Metadata-Version: 2.1
Name: homogeneous-segmentation
Version: 2.1.0
Summary: Methods for homogenous segmentation of linear spatial data, such as pavement performance indicators and traffic volumes. Two of the three original methods have been ported; the spatial heterogeneity based segmentation, and the Minimise Coefficient of Variation segmentation. The original R package also implmented the cumulative difference approach and a number of associated functions not ported to thise package.
Project-URL: Homepage, https://github.com/thehappycheese/homogeneous-segmentation
Project-URL: Original R Package, https://cran.r-project.org/web/packages/HS/index.html
Author: Yongze Song, Nicholas Archer
License-Expression: GPL-2.0-only
Requires-Python: >=3.9
Requires-Dist: pandas
Provides-Extra: dev
Requires-Dist: pytest; extra == 'dev'
Description-Content-Type: text/markdown

# homogeneous-segmentation <!-- omit in toc -->

Methods for homogenous segmentation of linear spatial data, such as pavement
performance indicators and traffic volumes.

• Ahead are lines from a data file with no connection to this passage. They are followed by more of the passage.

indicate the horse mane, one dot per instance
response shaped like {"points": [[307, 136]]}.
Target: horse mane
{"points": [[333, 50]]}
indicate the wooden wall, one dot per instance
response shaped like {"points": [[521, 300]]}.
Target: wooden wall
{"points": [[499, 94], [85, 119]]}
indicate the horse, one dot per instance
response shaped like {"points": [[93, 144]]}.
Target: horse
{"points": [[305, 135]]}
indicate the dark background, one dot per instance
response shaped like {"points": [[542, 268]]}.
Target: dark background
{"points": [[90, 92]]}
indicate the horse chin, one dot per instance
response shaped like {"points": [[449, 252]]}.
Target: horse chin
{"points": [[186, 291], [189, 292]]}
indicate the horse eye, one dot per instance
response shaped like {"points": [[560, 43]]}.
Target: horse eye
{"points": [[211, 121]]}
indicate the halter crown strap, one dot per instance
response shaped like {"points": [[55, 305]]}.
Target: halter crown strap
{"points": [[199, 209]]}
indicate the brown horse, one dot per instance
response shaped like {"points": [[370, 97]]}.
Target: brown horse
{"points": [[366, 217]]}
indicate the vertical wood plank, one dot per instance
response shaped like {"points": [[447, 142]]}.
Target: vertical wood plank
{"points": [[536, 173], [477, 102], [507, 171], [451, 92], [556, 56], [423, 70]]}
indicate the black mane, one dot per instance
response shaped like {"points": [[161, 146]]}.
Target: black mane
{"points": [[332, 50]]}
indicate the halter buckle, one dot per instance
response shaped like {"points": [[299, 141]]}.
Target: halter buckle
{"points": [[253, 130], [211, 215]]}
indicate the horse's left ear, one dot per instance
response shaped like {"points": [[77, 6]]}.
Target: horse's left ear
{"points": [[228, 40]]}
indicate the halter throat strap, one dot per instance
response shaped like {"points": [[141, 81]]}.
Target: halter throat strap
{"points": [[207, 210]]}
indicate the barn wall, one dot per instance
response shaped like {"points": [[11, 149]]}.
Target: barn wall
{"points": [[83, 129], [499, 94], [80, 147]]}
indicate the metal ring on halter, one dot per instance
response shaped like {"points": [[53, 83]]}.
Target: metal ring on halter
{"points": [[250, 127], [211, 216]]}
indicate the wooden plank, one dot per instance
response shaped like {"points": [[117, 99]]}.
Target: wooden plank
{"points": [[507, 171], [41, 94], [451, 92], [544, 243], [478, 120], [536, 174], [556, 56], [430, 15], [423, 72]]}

This python package contains two of the three segmentation methods ported from the [R package named HS](https://cran.r-project.org/web/packages/HS/index.html).

- [1. Introduction](#1-introduction)
  - [1.1. Aim](#11-aim)
  - [1.2. Background](#12-background)
  - [1.3. Relevance for Austroads Pavement Design](#13-relevance-for-austroads-pavement-design)
- [2. Installation](#2-installation)
- [3. Usage](#3-usage)
- [4. See Also](#4-see-also)

## 1. Introduction

This python package has been ported from an
[R package - also called HS](https://cran.r-project.org/web/packages/HS/index.html).
The author of the original R package is Yongze Song and the `HS` package is related to
the following paper:

> Song, Yongze, Peng Wu, Daniel Gilmore, and Qindong Li.
> "[A spatial heterogeneity-based segmentation model for analyzing road deterioration network data in multi-scale infrastructure systems.](https://ieeexplore.ieee.org/document/9123684)"
> IEEE Transactions on Intelligent Transportation Systems (2020).

This project is not a complete port of the original R version;
Only the following two methods have been ported:

- Segmentation using `Spatial Heterogeneity Segmentation (SHS)`
- Segmentation using `Minimize Coefficient of Variation (MCV)`

The following is not implemented

- Segmentation using the `Cumulative Difference Approach (CDA)`

### 1.1. Aim

The aim of this package is to help break apart and group road segments based on
one or more road condition variables such that each segment can be reasonably
represented by a single characteristic value.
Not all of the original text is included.